To achieve optimal viral suppression, people living with HIV should take at least 95% of medication doses on a regular basis. Women who perceive discrimination in healthcare settings are 19% less likely to report optimal adherence to HIV treatment regimens, according to a study recently published in the journal AIDS and Behavior.

Over one quarter of people living with HIV in the U.S. report being discriminated against by a healthcare employee since becoming positive. Discrimination in this context ranges in severity – from stigmatizing behaviors like lack of touch and avoiding eye contact to more overt actions like denying care.

Scientists studying the connection between HIV-related discrimination and poor medication adherence point to the damaging effects of discrimination on mental health, which could explain lower adherence.

“Perceiving discrimination in healthcare settings may contribute to internalization of HIV-related stigma, which in turn may lead to depressive symptoms, with downstream adverse effects on ART adherence among women,” said Bulent Turan, the lead author of the study and Associate Professor of Psychology at the University of Alabama.

Among the 1,356 patients from across the U.S. who participated in the study, 83% were optimally adherent to their HIV medication. Adherence was significantly lower, on average, in younger individuals and those who use illicit drugs. Survey data came from the Women’s Interagency HIV Study at Johns Hopkins University – one of the largest ongoing studies of women living with HIV in the U.S.

Turan recommended that clinical organizations assess their employees’ knowledge of HIV discrimination and implement educational programs where necessary. “Some healthcare institutions may further consider actual evaluation of implicit and explicit HIV-related biases in health care settings,” he Turan.

A previous study conducted in Alabama demonstrated the feasibility of training healthcare professionals and HIV-positive patients to identify and address HIV-related discrimination. Educational programs like the one carried out in Alabama provide healthcare employees with opportunities to examine how their biases might impact their quality of care. For patients, being trained to detect provider biases could help with navigating problematic patient-provider dynamics.

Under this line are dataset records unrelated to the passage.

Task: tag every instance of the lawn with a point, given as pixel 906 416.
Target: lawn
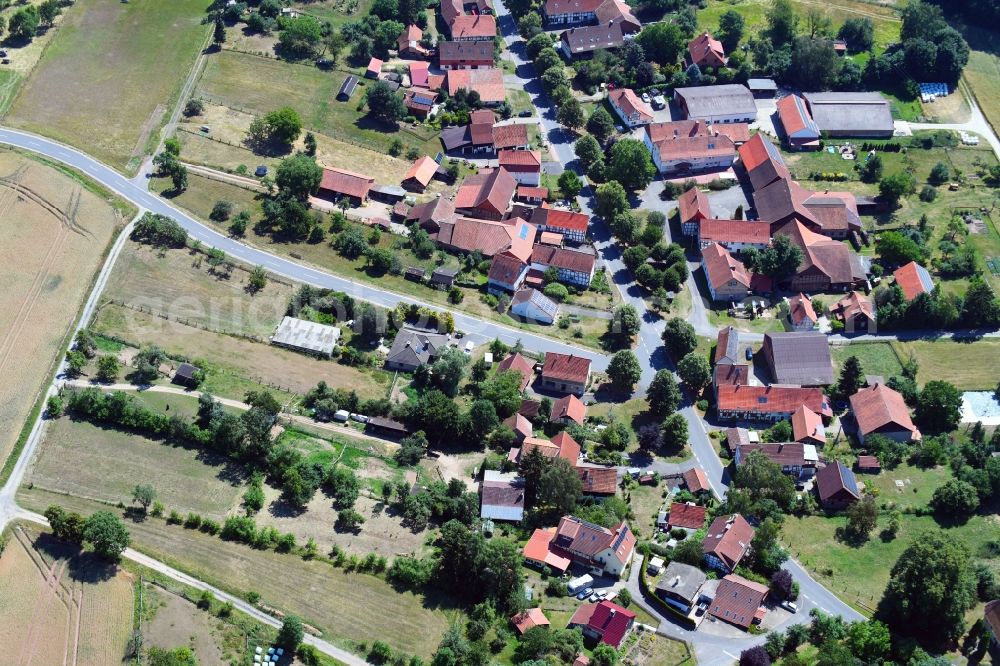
pixel 258 85
pixel 109 79
pixel 60 606
pixel 85 460
pixel 180 284
pixel 967 365
pixel 858 575
pixel 344 606
pixel 877 358
pixel 57 230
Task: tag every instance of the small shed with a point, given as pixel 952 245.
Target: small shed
pixel 347 88
pixel 186 375
pixel 444 276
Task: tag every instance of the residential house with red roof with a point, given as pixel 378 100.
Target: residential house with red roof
pixel 856 311
pixel 738 601
pixel 878 409
pixel 727 278
pixel 689 146
pixel 727 542
pixel 801 313
pixel 524 165
pixel 706 51
pixel 605 621
pixel 768 403
pixel 836 486
pixel 686 515
pixel 630 108
pixel 572 266
pixel 420 175
pixel 801 131
pixel 694 207
pixel 465 55
pixel 463 234
pixel 807 427
pixel 565 373
pixel 604 551
pixel 914 280
pixel 488 195
pixel 568 409
pixel 340 183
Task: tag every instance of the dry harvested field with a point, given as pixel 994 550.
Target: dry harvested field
pixel 55 233
pixel 343 605
pixel 179 283
pixel 108 78
pixel 57 607
pixel 261 362
pixel 83 459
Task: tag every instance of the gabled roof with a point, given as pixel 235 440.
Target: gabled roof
pixel 737 600
pixel 422 170
pixel 566 367
pixel 914 280
pixel 687 515
pixel 771 399
pixel 800 309
pixel 801 359
pixel 630 104
pixel 835 478
pixel 520 365
pixel 345 182
pixel 569 407
pixel 807 426
pixel 696 480
pixel 728 538
pixel 878 406
pixel 721 267
pixel 491 191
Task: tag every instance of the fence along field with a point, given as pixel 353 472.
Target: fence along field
pixel 59 607
pixel 55 235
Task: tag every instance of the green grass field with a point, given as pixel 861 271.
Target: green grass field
pixel 344 606
pixel 109 79
pixel 89 461
pixel 968 365
pixel 877 358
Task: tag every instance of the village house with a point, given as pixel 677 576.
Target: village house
pixel 727 542
pixel 878 409
pixel 632 110
pixel 565 373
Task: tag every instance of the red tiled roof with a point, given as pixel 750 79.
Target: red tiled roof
pixel 728 538
pixel 687 515
pixel 598 480
pixel 488 82
pixel 695 480
pixel 738 600
pixel 878 406
pixel 422 171
pixel 734 231
pixel 630 104
pixel 807 426
pixel 474 26
pixel 771 399
pixel 344 182
pixel 533 617
pixel 693 205
pixel 520 160
pixel 721 267
pixel 569 407
pixel 513 136
pixel 520 365
pixel 563 367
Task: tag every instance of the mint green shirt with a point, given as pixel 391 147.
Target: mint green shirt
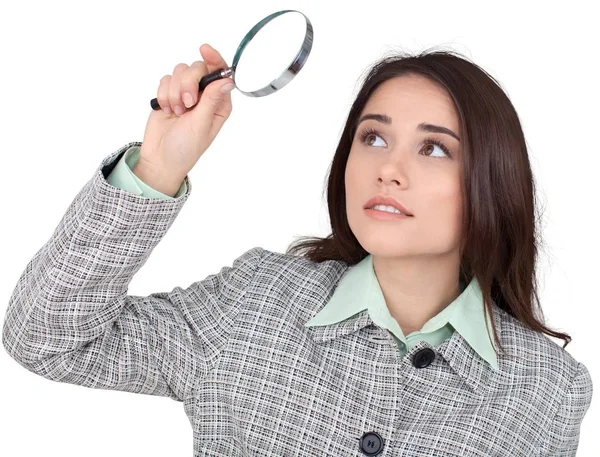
pixel 124 178
pixel 359 289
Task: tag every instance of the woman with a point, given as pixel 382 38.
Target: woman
pixel 402 334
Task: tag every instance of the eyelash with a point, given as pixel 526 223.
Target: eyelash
pixel 371 131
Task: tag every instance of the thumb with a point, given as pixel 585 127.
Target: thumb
pixel 214 102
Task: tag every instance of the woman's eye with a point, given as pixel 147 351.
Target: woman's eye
pixel 368 137
pixel 433 145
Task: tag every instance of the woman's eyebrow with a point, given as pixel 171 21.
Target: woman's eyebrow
pixel 424 127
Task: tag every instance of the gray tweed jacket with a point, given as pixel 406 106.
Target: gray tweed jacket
pixel 254 381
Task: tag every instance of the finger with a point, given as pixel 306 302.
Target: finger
pixel 162 94
pixel 189 82
pixel 175 99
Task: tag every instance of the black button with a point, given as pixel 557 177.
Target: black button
pixel 371 443
pixel 423 358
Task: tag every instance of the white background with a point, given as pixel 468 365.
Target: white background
pixel 76 82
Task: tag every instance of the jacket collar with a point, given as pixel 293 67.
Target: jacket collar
pixel 349 308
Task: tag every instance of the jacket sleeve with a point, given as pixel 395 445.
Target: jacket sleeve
pixel 564 430
pixel 69 318
pixel 123 177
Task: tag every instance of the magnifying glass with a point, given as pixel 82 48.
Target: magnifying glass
pixel 266 54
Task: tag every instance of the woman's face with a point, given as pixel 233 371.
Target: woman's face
pixel 401 162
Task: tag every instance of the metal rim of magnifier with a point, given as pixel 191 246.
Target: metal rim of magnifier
pixel 288 74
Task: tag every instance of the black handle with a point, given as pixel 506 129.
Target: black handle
pixel 205 81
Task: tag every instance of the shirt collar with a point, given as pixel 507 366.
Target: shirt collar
pixel 358 299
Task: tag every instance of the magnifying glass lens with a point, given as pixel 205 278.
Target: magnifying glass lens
pixel 270 52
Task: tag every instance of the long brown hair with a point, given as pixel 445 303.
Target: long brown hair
pixel 499 239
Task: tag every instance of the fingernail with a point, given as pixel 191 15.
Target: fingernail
pixel 188 100
pixel 227 88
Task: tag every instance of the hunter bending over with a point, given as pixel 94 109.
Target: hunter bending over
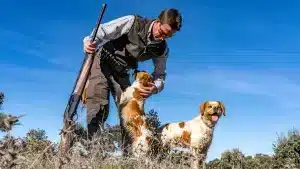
pixel 120 44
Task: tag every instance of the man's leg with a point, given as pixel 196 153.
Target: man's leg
pixel 116 91
pixel 97 101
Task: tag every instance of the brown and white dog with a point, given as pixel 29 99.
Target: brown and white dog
pixel 195 134
pixel 133 115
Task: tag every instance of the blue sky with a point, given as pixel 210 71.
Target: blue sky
pixel 244 54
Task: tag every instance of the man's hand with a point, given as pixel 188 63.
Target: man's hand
pixel 146 92
pixel 88 46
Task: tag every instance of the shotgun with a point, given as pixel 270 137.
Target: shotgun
pixel 67 133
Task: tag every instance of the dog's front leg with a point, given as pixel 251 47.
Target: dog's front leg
pixel 198 158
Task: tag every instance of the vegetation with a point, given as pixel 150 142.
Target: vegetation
pixel 36 151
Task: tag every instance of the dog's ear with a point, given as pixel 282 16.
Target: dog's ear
pixel 202 108
pixel 135 73
pixel 222 108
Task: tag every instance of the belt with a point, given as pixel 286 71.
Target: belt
pixel 115 62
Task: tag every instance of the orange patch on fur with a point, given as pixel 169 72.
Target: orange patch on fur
pixel 132 117
pixel 186 137
pixel 181 124
pixel 137 95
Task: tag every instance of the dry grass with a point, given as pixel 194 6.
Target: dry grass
pixel 20 153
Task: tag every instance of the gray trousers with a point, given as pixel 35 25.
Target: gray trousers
pixel 102 82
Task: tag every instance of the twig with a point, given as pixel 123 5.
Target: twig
pixel 40 156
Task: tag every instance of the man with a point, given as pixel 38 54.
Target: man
pixel 124 42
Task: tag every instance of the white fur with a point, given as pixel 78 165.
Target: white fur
pixel 201 136
pixel 139 147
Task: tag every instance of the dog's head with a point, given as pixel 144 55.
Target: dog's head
pixel 142 77
pixel 212 110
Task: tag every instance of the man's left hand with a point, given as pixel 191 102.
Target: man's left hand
pixel 146 92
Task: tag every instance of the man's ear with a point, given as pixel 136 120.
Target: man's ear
pixel 135 73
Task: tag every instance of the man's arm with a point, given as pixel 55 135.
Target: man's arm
pixel 113 29
pixel 159 73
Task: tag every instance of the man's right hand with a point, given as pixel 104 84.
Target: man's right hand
pixel 88 46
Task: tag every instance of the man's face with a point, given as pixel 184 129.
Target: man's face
pixel 162 31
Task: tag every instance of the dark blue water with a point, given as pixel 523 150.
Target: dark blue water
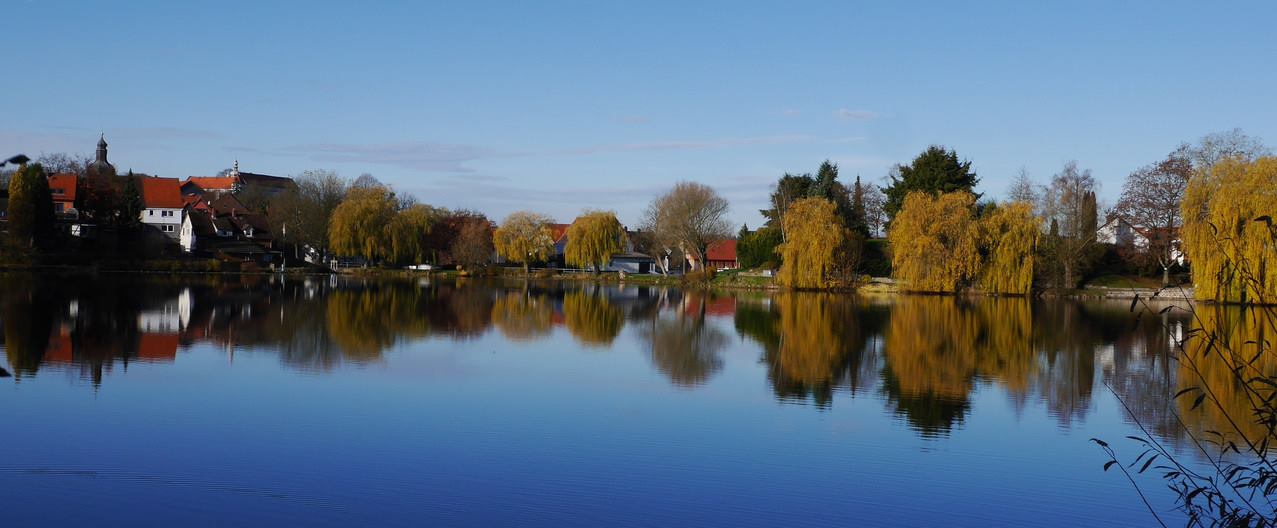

Given the importance of maintaining optimal medication adherence to suppress the virus, study authors emphasized that “much is at stake” when HIV-positive patients perceive discrimination in clinical settings. Indeed, these perceptions may have lasting effects on patients’ mental health and HIV disease progression.

These findings deepen our understanding of HIV-related stigma and discrimination – an area of public health research that has received more serious attention in recent years. Another study published late last year found a statistical connection between experiencing homophobia and acquiring HIV and STIs. Taken together, studies on stigma add nuance to the growing recognition that the social environment may be more critical to physical health than previously understood.